Berlin Museums Just Got the Green Light to Reopen in Early May. Here’s How They Are Working to Make It Safe

Museums will have to manage heightened security and hygiene-related costs, alongside a predicted dip in ticketing income.

Two women walk through a colonnade in front of the Alte Nationalgalerie and the Neues Museum on Museum Island. Photo: Bernd von Jutrczenka/picture alliance via Getty Images.

As authorities slowly ease lockdown restrictions in Germany, Berlin’s state museums and memorials will soon be able to reopen their doors—but in a very different landscape than before, governed by very different rules.

Museums within the state of Berlin—of which there are 170, ranging from private to municipal institutions—are planning to reopen on May 4, a representative for Berlin state museums confirmed by email. But the city’s mayor, Michael Müller, is remaining cautious.
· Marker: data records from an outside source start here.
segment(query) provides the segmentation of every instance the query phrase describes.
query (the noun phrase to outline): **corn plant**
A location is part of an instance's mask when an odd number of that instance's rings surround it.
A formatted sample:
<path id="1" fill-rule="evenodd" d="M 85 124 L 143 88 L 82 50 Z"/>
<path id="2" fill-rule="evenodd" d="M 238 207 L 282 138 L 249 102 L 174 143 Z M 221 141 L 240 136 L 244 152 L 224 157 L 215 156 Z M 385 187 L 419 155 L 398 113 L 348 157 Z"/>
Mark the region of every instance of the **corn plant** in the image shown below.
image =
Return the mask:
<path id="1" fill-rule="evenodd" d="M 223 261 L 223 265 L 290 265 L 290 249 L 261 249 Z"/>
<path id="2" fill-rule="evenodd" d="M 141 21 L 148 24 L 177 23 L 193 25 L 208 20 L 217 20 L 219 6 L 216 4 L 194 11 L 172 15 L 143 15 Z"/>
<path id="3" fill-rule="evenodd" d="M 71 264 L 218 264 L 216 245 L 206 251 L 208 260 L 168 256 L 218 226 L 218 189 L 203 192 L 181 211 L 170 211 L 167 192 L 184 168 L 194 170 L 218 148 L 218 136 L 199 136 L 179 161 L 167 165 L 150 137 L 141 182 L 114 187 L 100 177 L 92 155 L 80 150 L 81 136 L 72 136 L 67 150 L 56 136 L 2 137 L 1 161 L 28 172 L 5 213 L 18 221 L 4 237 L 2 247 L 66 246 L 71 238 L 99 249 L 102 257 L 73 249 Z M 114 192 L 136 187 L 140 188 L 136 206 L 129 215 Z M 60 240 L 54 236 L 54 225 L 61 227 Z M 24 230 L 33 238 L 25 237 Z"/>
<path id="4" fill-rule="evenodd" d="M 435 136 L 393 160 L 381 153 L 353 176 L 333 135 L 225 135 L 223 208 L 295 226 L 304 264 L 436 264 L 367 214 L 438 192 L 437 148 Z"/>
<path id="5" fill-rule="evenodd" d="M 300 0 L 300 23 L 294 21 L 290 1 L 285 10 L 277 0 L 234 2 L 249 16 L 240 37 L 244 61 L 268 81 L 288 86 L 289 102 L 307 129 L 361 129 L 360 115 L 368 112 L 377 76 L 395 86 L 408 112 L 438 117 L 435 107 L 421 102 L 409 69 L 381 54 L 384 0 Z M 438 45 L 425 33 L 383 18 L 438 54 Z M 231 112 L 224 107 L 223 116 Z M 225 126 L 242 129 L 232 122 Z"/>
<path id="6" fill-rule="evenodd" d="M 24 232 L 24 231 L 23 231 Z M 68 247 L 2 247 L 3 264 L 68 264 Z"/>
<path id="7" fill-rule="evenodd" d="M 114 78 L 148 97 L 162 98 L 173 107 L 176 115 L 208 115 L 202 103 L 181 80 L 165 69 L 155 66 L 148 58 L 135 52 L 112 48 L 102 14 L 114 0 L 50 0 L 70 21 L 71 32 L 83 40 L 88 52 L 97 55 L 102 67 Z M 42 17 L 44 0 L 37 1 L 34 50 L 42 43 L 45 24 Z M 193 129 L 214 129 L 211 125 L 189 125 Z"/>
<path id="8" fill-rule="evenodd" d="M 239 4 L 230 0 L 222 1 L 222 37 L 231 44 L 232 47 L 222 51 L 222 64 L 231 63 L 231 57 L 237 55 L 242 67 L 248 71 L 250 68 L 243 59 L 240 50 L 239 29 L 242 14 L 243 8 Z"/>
According to a report in Frankfurter Allgemeine Zeitung, he said there was no “general all-clear” and, echoing recent remarks from the German Chancellor Angela Merkel, described the situation as “very, very fragile.”

There have already been small signs of life in the city’s cultural sector. In the nearby state of Brandenburg, some small museums are allowing visitors. And on Monday, April 20, Berlin’s commercial galleries also began slowly reopening, with recommendations in place to enter one a time, wear a mask, and limit time spent inside.

The international art community is watching closely to gauge the effectiveness of these measures and to gain a sense of what the future may look like for other regions still on lockdown. The reopening of Berlin’s much larger and traditionally well-trafficked institutions will pose the biggest test yet.

“With a gradual and carefully organized re-opening of the museums, we can set an important sign for a slow but safe return to normality,” the German Association of Museums said in a recent statement. The group issued a list of recommendations for hygiene and safety, including plexiglass shields for ticketing desks, self-scanning tickets, ample disinfectant for employees, frequent cleaning of galleries, limited visitor numbers, and social distancing. To accommodate reduced visitor numbers and special time slots for at-risk audiences, the association is suggesting extending opening hours.

Similar recommendations have been adopted by the museum association for the now-reopened Brandenburg museums, which are also suspending group tours.

All these modifications will not come cheap, however. The “increased staffing requirements to implement distance and hygiene rules” combined with “lower income with reduced visitor numbers and the cancellation of events” will need to be taken into account, the German Association of Museums noted, adding that it is asking politicians and sponsors to support museums through the transition period.

Due to the guidelines in place, depending on the size of the museum, reopening could take longer than a few weeks. Berlin has several world-renowned museums, including the Hamburger Bahnhof, the Altes Museum, the Bodes Museum, and the Gemäldegalerie, which welcome millions of visitors each year.